Generation of dynamic networks with communities¶
Table of Contents¶
- MERGE/SPLIT
- BIRTH/DEATH
- Iterative GROW/SHRINK
- Iterative Node MIGRATION
- RESURGENCE
- Ship of Theseus
- CONTINUE
- Custom Event: ASSIGN
[1]:
#%%capture #avoid printing output
#!pip install --upgrade git+https://github.com/Yquetzal/tnetwork.git
[2]:
%load_ext autoreload
%autoreload 2
import tnetwork as tn
import numpy as np
Introduction: simple generation¶
The generation process works in 2 phases: 1. Define the scenario that you want 2. Run the generation
Everything is done on a community scenario ComScenario
instance
[3]:
#First, we create an instance of community scenario
my_scenario = tn.ComScenario()
Initialization¶
We can define the original community structure. We set the size of communities and, optionnaly, their names. The function returns objects that represent those communities
[4]:
[com1,com2] = my_scenario.INITIALIZE([4,6],["com1","com2"])
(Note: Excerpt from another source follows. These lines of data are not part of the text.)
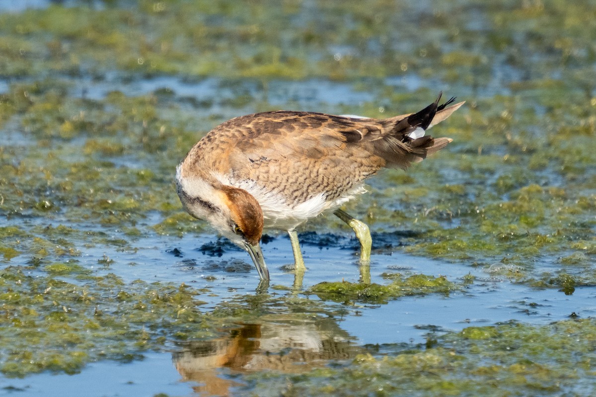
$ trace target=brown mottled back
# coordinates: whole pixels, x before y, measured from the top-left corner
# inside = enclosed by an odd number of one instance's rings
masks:
[[[439,98],[440,96],[439,96]],[[383,167],[406,168],[445,147],[451,139],[408,134],[446,118],[463,102],[438,105],[386,119],[353,118],[280,111],[241,116],[215,127],[189,152],[186,167],[236,180],[256,181],[283,193],[288,204],[324,193],[340,197]],[[349,161],[346,161],[348,160]]]

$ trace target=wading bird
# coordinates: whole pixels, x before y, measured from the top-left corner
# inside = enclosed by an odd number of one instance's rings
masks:
[[[325,212],[354,230],[365,264],[368,227],[340,207],[364,193],[364,180],[381,168],[405,170],[451,142],[424,135],[464,104],[451,98],[439,105],[440,98],[417,113],[384,119],[287,111],[232,118],[178,165],[178,196],[189,214],[249,252],[261,280],[269,279],[259,244],[263,229],[288,232],[296,269],[303,271],[296,227]]]

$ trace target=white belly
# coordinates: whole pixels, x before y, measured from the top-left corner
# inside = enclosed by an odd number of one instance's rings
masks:
[[[321,193],[303,202],[288,205],[287,200],[281,195],[267,190],[253,181],[234,181],[232,185],[246,190],[256,199],[263,211],[265,228],[280,230],[292,230],[311,218],[335,211],[356,196],[366,192],[364,184],[361,183],[333,200],[328,200],[327,195]]]

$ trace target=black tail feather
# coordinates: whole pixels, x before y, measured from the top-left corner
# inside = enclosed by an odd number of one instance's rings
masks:
[[[429,105],[420,111],[408,116],[408,124],[412,127],[420,127],[423,130],[427,129],[432,122],[433,118],[434,118],[434,115],[436,114],[437,112],[443,110],[448,105],[453,103],[455,100],[455,97],[452,96],[451,99],[442,105],[439,105],[439,101],[440,101],[443,92],[441,91],[439,93],[439,97],[434,103]]]

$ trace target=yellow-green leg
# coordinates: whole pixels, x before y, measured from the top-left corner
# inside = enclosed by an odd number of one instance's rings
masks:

As soon as we have declared those communities, we can check their number of nodes n
and number of internal edges m
. The number of edges is automatically determined by a density function that depends on the size of the community and a global parameter that can be specified when creating the scenario, more on that in the mixing parameters section
[5]:
print(com1)
print(com2)
(com1:n=4,m=5)
(com2:n=6,m=11)
Merge¶
Let’s define a first operation on these communities. It will be a merge operation, using the function MERGE
[6]:
#We merge com1 and com2.
absorbing = my_scenario.MERGE([com1,com2],"merged")
Run¶
To better understand what is going on, let’s run the generation, by calling the function run
. This has two consequences: 1. It generates a network corresponding to the described community structure 2. It fixes the details of the number of steps required to do an operation. This is not known in advance, since it depends on a stochastic process
[7]:
(generated_network,generated_comunities) = my_scenario.run()
100% (1 of 1) |##########################| Elapsed Time: 0:00:00 ETA: 00:00:00
We can now plot the community structre and the state of the graphs at some times. We can observe that: since the merge is progressive, nodes belong to no community while the operation is in progress (grey color). We can also observe the topology of the graph evolving from two communities to one.
[8]:
plot = tn.plot_longitudinal(generated_network,generated_comunities,height=300)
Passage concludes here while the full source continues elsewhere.